Il réalise ensuite son premier et unique long métrage (et premier film en couleurs, ndlr) entre l’automne 1969 et le début de 1970 en compagnie de la troupe The Cockettes, groupe de performeurs drag-queens repérés par Arnold lors d’une séance de Nocturnal Dreamshows, équivalent des Midnight Movies de la fin des années 60 : ce sera le resplendissant Luminous Procuress, promenade haptique sur fond d’orgie psychédélique de près d’une heure et quart. Tourné dans le studio très mal insonorisé de la 17ème rue de San Francisco cet objet expérimental aux aspérités certaines dépeint l’errance érotique et obsédante d’un couple d’éphèbes semblant tout droit sortis du More de Barbet Schroeder, jeunes hommes introduits presque à leur corps défendant dans un manoir insituable et atemporel ; autour d’eux se multiplieront les figures féminines et/ou masculines aux airs d’équivoque bienveillant, succession de personnages camp et auto-dérisoires portant le sceau d’un réalisateur modéliste mettant un point d’honneur à faire de la différence et des êtres singuliers le fer de lance d’une Oeuvre libre et moderne à tout point de vue… A sa manière Steven Arnold s’y fait l’émule principal de Kenneth Anger, en reprenant les visions caressantes et miroitantes d’un film comme Puce Moment et les effets de collage d’un Inauguration of the Pleasure Dome L’introspection scopique d’un Scorpio Rising (superbe kammerspiel tourné par Anger en 1963, ndlr) ne manque pas d’infiltrer nos pensées au gré du flux obsessionnel, structurel presque, de ce remarquable Luminous Procuress, immersion XP jalonnée de dialogues inaudibles et polyglottes témoignant de la non-essentialité des balises narratives de tout poil… Préfigurant le très sensoriel Pink Narcissus que James Bidgood sortira à la même époque cette promenade visuelle sans début, ni suite ni fin entretient sa propre logique tout du long, jouant sur les nappes musicales progressives et répétitives de Warner Jepson pour une invitation au lâcher-prise joliment salutaire…

Luminous Procuress est ensuite remarqué par Salvador Dali, le peintre surréaliste en faisant rapidement l’une de ses principales références filmiques.
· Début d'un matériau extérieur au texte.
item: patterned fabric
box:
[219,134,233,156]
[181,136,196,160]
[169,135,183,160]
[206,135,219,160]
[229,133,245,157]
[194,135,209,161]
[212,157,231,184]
Côtoyant régulièrement Steven Arnold entre 1972 et 1975 le génie catalan en fait son protégé, lui permettant entre autres choses de participer à la construction de son musée dans la ville de Figuieras située aux abords de Barcelone… Par ailleurs le long métrage sus-cité reçoit un accueil quasi-triomphal au Festival du Film de San Francisco, consacrant Arnold meilleur réalisateur de l’année... Si le projet tué dans l’oeuf de Monkey éloigne peu à peu le réalisateur des portes ouvertes d’une perception filmique proprement atypique et pratiquement révolutionnaire l’artiste poursuit ses multiples travaux sur l’image fixe et les esquisses effectuées d’un seul jet, jusqu’aux terribles années SIDA de l’ère reaganienne et son conformisme carabiné…

Steven Arnold meurt en 1994 des suites du virus sexuellement transmissible, de la même façon qu’un certain Derek Jarman. Il laisse derrière lui une poignée de films constituant une filmographie d’à peine deux heures d’images serties de points chauds et lumineux, atavisme des lectures ésotériques et spirituelles du cinéaste passionnément évoquées par Vishnu Dass dans son documentaire inédit Steven Arnold : Heavenly Bodies, projeté le 11 septembre de cette année lors de l’Étrange Festival ; trois courts métrages ainsi qu’un long en fin de compte, programme exclusivement visible ce jeudi 15 septembre au Forum des Images à Paris et preuve que si Andy Warhol (accessoirement grand admirateur de Steven Arnold, ndlr) fut de son vivant l’exécuteur commercial de son Art le réalisateur de Luminous Procuress fut quant à lui le créateur vital et artistique de sa propre existence. Magnifique.